Aiwropais Ahvos

ualarauans ualarauans at YAHOO.COM
Sun May 14 07:30:37 UTC 2006


In gothic-l at yahoogroups.com, "llama_nom" <600cell at ...> wrote:
> the final
devoicing rule (Auslautsverhärtung) doesn't apply when 'b', 'g', 'd'
follow another consonant, so my guess for the nominative singular
would be *Albs.

Yes, of cause. Thanks. Hence a question - how you pronounce this: 
[alvs], [albs] or maybe even [alps]? Intervocalic –b- I like most to 
have as [v], but what I like or dislike that's no argument. We have 
Naubaimbair for November and a lot of Latin renderings like Liuva, 
Erelieva etc., but what about –b- in the position you described, 
i.e. after a consonant? And what is Silbanus for SILOUANOS – leaning 
on Gothic silba? But this happened to be written by Romans as 
Silva... Does the rule work only when –b- stands between two 
consonants? And what is then the pronunciation? I guess it could be 
again a question of chronology.
Talking about rivers I think we should not at once translate or 
transliterate their present name, but to look first if there's any 
possible evidence of how the river was called at the time the actual 
Goths could reach, or hear of, it.
For example, French Seine was Lat.-Celt. Sequana. Was it still so in 
the 5th century when Alareiks sa Fruma and his Visigoths came first 
to the West? Or maybe it was already some compromise late-Latin / 
early-Romance form (*Seghwana?) which could be adopted by them 
undergoing some folk-etymological changes? Or perhaps there had been 
a West-Germanic name of the river which the Goths received from 
their Frankish and Alemannic cousins and rivals? I'm tempted to call 
it *Saihvana F. –o (with a consonant shift), but firstly, if my 
Latin dictionary doesn't lie, the –e- in Sequana was a long one; 
secondly, the time of the shift was long over; and, thirdly, wasu so 
ahva bi sunjai SAIHVANA? (was this river really SEEN by them?). So, 
*Seqana, *Se(g)wana or something like?
Here's another question. As you know continental Gaulish was mostly 
a p-Celtic language (i.e. every PIE kw- turned to p- unlike q-
Celtic). The PIE stem *sekw- "to follow", represented by Lat. sequor 
and Goth. saihvan (lit. "to follow with the eyes"), as it is 
commonly held, was additionally borrowed by Goths from some p-Celtic 
dialect as siponeis "a disciple" < "a follower". Is Sequana of the 
same family? And why not *Sepana?

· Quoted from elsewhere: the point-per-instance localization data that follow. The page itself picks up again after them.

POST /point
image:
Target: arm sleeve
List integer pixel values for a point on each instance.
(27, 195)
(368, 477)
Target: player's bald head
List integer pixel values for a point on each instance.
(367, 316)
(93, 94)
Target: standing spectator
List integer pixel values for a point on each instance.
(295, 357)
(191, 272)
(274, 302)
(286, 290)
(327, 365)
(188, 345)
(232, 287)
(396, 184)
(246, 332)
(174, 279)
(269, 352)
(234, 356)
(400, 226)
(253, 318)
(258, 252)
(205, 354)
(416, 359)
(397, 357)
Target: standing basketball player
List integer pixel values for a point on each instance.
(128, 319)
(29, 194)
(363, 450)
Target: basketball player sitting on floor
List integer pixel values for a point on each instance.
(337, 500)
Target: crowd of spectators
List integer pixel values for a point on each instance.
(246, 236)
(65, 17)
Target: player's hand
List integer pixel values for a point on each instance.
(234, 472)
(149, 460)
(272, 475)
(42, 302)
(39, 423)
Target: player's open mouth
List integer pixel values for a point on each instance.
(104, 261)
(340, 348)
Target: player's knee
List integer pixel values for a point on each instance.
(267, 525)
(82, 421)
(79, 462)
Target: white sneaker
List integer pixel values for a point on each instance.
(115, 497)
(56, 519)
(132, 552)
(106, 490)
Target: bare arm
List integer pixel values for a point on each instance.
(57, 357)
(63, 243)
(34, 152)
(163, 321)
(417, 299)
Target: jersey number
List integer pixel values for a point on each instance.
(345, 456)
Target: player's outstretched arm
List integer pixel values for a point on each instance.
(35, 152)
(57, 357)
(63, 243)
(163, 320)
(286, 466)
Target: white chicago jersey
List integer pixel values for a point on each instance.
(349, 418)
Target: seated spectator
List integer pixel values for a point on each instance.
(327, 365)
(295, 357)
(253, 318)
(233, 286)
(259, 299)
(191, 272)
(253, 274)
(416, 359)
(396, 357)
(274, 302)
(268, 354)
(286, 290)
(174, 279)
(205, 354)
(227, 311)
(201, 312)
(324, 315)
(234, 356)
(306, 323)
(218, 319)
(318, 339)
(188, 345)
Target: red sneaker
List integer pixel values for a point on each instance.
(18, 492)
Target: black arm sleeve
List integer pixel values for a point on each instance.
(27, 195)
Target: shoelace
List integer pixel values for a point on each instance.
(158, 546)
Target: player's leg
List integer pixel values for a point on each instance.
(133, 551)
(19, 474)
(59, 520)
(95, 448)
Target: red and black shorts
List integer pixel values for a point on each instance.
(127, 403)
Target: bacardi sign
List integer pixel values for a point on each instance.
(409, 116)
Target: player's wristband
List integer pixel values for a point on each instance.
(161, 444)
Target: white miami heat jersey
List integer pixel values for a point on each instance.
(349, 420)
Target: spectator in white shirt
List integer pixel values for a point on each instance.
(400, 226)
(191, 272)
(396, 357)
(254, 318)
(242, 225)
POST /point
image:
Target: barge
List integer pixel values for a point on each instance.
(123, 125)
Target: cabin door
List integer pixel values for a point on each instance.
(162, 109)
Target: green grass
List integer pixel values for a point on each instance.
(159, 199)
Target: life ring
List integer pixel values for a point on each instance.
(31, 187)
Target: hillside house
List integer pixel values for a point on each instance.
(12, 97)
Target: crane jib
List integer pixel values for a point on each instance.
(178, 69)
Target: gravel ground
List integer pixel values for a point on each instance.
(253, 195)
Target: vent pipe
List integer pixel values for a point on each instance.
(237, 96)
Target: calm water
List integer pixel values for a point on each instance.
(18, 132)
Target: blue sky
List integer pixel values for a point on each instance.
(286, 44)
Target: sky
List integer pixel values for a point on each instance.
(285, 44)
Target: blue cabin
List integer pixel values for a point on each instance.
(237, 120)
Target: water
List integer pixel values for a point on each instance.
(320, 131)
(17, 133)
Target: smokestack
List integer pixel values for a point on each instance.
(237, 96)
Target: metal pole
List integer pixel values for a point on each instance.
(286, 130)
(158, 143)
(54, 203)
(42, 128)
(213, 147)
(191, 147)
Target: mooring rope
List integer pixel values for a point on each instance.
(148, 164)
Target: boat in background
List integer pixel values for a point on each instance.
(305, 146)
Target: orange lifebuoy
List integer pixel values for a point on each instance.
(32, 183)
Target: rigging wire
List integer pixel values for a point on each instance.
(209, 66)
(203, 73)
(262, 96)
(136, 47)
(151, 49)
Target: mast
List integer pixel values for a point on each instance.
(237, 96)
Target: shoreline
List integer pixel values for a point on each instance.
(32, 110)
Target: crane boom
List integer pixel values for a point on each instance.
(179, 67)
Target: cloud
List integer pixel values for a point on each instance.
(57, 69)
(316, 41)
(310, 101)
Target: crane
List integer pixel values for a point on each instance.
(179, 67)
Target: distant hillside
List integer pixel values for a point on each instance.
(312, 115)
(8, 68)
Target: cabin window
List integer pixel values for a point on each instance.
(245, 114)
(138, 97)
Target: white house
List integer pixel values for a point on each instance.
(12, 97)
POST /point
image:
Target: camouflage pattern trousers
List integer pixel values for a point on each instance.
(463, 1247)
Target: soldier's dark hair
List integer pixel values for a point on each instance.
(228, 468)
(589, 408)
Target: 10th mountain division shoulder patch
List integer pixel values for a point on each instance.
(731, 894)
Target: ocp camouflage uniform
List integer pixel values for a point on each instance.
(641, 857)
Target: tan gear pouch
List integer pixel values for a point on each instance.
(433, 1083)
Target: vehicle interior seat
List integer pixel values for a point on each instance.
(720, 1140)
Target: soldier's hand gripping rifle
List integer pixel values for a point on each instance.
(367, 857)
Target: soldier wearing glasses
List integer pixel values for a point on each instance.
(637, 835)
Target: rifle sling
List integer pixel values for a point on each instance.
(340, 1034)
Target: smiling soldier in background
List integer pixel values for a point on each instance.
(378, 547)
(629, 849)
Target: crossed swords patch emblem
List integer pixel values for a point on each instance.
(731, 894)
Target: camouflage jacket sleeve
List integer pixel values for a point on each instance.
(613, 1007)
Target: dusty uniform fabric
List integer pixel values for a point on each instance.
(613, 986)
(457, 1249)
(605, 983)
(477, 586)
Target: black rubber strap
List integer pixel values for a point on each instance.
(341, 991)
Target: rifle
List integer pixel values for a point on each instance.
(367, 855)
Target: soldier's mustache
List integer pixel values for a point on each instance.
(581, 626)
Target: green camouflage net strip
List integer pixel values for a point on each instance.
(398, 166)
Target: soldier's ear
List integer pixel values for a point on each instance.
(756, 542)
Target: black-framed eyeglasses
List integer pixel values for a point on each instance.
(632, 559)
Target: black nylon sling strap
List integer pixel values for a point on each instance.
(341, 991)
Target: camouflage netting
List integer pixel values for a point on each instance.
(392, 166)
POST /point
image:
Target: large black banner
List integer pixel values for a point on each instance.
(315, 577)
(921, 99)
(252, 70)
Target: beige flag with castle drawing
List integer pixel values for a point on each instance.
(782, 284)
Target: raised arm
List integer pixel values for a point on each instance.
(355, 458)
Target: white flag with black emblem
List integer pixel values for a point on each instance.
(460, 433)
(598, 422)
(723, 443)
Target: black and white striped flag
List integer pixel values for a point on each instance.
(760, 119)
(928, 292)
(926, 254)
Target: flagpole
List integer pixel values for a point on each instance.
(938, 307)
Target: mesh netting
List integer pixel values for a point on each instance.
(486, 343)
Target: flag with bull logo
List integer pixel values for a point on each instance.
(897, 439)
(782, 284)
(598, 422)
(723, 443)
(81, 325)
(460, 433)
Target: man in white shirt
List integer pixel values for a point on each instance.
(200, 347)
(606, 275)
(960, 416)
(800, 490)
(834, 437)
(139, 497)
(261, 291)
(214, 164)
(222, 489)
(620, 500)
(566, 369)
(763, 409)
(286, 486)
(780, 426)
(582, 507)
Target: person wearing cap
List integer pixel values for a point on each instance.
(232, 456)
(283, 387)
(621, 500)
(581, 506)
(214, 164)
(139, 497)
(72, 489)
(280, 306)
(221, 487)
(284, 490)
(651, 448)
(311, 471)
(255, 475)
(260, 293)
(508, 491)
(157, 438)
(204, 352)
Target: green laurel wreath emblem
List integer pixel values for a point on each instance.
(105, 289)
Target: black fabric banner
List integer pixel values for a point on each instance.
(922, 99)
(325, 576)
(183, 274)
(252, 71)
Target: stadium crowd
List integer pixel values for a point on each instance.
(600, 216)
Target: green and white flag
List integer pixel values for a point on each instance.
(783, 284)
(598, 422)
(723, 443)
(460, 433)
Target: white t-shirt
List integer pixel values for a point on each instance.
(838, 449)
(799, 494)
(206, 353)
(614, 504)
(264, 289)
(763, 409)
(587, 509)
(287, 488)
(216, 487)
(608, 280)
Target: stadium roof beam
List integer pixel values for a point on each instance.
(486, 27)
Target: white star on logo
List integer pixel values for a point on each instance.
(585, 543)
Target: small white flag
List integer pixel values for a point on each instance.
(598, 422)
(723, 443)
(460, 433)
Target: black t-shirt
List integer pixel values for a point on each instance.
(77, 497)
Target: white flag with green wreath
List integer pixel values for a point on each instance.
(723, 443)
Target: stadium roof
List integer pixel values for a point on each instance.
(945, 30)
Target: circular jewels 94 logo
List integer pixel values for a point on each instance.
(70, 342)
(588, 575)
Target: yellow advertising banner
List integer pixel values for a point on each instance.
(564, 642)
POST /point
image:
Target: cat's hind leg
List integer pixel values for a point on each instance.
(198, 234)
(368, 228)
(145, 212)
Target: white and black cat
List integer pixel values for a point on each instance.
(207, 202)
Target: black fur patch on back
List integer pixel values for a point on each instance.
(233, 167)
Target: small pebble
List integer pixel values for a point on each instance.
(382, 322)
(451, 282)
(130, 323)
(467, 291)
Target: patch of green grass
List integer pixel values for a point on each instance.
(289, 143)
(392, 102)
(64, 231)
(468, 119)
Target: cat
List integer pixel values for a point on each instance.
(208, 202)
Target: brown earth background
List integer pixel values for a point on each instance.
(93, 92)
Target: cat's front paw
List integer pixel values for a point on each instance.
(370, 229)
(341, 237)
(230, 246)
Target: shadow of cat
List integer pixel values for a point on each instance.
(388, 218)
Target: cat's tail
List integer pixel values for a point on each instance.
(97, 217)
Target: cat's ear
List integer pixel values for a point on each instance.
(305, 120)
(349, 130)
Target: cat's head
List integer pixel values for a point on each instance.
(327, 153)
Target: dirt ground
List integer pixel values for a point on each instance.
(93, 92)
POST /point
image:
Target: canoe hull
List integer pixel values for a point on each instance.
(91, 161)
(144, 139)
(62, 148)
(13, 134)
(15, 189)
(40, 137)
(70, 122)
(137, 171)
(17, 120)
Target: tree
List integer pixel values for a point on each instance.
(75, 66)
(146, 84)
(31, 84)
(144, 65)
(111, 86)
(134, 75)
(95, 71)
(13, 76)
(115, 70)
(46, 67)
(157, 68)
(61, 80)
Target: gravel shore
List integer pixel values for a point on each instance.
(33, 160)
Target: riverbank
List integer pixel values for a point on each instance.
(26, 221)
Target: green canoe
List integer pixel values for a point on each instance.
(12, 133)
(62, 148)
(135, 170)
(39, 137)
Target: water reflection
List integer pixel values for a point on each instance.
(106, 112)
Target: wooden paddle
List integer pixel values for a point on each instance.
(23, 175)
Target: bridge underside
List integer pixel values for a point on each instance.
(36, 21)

I see it's Gothic not "Celtic" 
list, but if this name belongs to the same stem, it could perhaps be 
possible to postulate some parallel, not borrowed, form in Germanic 
and, thus, Gothic.
Let's travel over to another side of Europe and consider Volga. It 
seems to me very probable that the Goths, this time the Ostrogoths, 
had all chances to see it or at least to know about it at the time 
of Ermanaricus' Greater Gothic Reich (((smile))). Maybe the trace of 
it is ON Dylgja (Hlöðskviða 26, 28) < Goth. *Dulgjo F. –on, which 
could be a phonetically correct borrowing of a supposed Old Slavic 
alternative name *Dlgaja (l is vocalic), lit. "the long (river)". 
The actual Russian Volga is sometimes supposed to be borrowed from 
Baltic *Ilga with the same meaning ("long"). Well, that seems rather 
complicated... As a variant we could use a partly etymologized 
loanword from Russian like *Wulgi F. –jo (cf. ON ylgr "she-wolf").